Add error information to GraphQL logs and metrics
chore: refactor graphql instrumentation tracer
The GraphQL ruby tracers don't work as we expected them to. An
#execute_query
trace does not necessarily execute the query. It
prepares the query for execution.
The execution itself happens in the context of a multiplex, even if there is only one query. This ensures that data that can be shared between the queries, avoiding hitting the resources multiple times.
This changes the logging and instrumentation of those queries to share the duration of the total execution. This ensures that we have relevant duration information in the logs.
In practice, I don't think our frontends multiplex queries.
This is also the point at which the query is fully execution, which means we can inspect the result to gather any errors that happened during the execution of the query and expose that information in metrics and logs.
This merges the 3 tracers that are supposed to provide information into a single one that collects all of the information.
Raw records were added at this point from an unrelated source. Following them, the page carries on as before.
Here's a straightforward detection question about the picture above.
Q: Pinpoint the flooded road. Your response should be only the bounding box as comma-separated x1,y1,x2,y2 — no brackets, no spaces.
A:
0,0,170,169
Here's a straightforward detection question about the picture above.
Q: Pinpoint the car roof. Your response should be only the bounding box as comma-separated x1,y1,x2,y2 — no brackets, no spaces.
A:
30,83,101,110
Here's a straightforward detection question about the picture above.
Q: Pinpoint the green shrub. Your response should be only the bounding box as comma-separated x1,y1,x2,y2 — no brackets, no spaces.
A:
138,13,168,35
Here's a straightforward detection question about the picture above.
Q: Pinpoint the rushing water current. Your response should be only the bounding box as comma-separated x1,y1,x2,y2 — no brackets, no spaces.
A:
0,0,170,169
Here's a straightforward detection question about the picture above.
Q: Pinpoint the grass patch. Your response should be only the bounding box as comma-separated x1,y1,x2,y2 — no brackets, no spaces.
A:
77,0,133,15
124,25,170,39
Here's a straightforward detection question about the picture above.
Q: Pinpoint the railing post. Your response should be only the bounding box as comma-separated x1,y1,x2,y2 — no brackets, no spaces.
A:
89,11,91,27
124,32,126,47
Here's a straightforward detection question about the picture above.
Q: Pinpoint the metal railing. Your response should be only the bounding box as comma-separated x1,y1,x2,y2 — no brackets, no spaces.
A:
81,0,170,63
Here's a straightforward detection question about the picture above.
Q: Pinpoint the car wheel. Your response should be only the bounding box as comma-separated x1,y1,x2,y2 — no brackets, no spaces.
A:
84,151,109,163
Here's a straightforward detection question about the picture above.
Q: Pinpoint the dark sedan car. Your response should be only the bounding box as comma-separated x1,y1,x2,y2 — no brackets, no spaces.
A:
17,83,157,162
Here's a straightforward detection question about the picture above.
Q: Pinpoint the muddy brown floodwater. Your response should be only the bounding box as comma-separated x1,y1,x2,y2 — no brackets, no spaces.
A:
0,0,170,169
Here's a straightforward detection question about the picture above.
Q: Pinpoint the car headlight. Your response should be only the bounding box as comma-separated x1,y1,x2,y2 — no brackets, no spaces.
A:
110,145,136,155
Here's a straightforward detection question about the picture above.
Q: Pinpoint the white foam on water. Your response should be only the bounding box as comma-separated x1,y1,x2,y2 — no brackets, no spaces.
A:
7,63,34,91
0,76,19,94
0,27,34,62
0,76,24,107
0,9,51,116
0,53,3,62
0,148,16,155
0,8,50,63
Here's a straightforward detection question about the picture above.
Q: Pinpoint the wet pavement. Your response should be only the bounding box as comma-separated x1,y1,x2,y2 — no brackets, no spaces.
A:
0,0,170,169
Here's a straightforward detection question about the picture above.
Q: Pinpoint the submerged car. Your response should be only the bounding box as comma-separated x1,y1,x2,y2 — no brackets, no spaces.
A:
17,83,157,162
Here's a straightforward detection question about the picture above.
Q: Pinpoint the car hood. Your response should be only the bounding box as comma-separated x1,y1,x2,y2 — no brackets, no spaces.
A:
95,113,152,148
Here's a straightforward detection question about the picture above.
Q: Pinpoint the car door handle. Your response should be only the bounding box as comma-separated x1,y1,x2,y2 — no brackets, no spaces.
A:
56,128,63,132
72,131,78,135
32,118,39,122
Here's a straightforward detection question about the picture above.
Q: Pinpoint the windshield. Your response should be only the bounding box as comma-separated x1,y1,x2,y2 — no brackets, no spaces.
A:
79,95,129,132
This ensures that we're always comparing apples to apples when we talk about durations: the duration in the logs is also the duration we've used for the apdex metric.
For #345263 (closed)
feat: take GQL-query success into account for instrumentation
This includes the GraphQL error messages in the logs if there were any.
It also prevents recording an apdex for failed queries, as those are not very valuable to calculate performance.
For #345263 (closed)
feat: add an error rate SLI for graphql queries
This adds a counter for all GraphQL queries. It increments the ops
rate for all queries exectuted and it increments the error rate in
case there was an exception or if the result contained errors.
This means that invalid queries sent to us will also result in an
error. For this reason, we need to make sure that we only include
queries that we know of in our SLIs. We can distinguish these in
metrics using the endpoint_id
label. We'll only populate that label
for queries from our own application. All other queries will have
graphql:unknown
as the endpoint_id
.
For #345263 (closed)